After donations from Kanellakis's parents, three graduate fellowships and a prize have been established in his memory at the three institutions where he studied and worked: Brown, MIT, and NTUA.

Events

In 1996, the Computer Science Department at Brown declared its 17th Industrial Partners Program symposium a celebration of Kanellakis's research career, inviting lectures by some of his co-authors. Several meetings scheduled for 1996 and 1997, in some of which Kanellakis had been expected to participate in various roles, modified their programs to honor his memory and/or dedicated their proceedings to it.

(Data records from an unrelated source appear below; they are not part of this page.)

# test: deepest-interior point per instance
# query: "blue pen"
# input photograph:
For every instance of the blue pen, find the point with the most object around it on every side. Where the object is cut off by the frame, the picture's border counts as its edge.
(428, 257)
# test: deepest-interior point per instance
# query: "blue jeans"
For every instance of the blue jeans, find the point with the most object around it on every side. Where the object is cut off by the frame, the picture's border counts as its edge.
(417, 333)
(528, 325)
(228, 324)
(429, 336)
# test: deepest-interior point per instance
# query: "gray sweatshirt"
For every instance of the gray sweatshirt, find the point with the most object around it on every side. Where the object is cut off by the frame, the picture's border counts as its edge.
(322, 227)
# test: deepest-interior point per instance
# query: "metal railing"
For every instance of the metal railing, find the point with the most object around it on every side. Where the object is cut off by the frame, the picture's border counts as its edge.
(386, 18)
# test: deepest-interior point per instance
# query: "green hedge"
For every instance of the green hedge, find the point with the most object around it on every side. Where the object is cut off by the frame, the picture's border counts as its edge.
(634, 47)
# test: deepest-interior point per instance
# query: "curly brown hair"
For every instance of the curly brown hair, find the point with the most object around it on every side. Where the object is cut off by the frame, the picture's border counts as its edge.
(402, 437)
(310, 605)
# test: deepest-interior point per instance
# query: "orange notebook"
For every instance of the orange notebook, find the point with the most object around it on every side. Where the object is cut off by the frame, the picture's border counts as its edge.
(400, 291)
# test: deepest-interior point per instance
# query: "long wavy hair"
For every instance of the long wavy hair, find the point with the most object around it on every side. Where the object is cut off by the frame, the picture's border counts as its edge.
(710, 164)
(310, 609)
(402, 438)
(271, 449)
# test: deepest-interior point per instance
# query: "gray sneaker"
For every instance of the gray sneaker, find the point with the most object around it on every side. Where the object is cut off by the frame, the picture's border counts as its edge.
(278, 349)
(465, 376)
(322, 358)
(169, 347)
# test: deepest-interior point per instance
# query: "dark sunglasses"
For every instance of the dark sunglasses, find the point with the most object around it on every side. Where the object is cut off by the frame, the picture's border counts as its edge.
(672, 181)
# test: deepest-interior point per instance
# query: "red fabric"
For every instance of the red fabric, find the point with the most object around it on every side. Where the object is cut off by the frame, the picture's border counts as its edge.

In 2002, the first Hellenic Data Management Symposium was held in his memory. In 2003, the meeting Principles of Computing & Knowledge: Paris C. Kanellakis Memorial Workshop was organized on the occasion of his 50th birthday.
In 2001, the Computer Science Department at Brown inaugurated the annual Paris Kanellakis Memorial Lecture, which is usually presented late in the fall semester, often by former co-authors and colleagues of Kanellakis. Past lectures were given by
Arvind,
Cynthia Dwork,
Anna Karlin,
Richard Karp,
Jon Kleinberg,
Nancy Lynch,
John Mitchell,
Eugene Myers,
Christos Papadimitriou,
Michael Rabin,
Daniel Spielman,
Moshe Vardi,
Mihalis Yannakakis, and
Andrew Yao.

Other

In the few years after Kanellakis's death, several scientific journals published technical obituaries of him and/or dedicated an issue to his memory.
Individual authors dedicated their doctorate theses
or papers.
In 1996, a Norway maple tree was planted in memory of Kanellakis and his family in Lincoln Field at Brown. The following year, the Department of Computer Science renamed its library in his honor. The sculpture Horizon by , commissioned by Kanellakis's parents in their son's and his family's memory, was installed near Liya, Corinthia in Greece, on family-owned land which has been donated to SOS Children's Villages.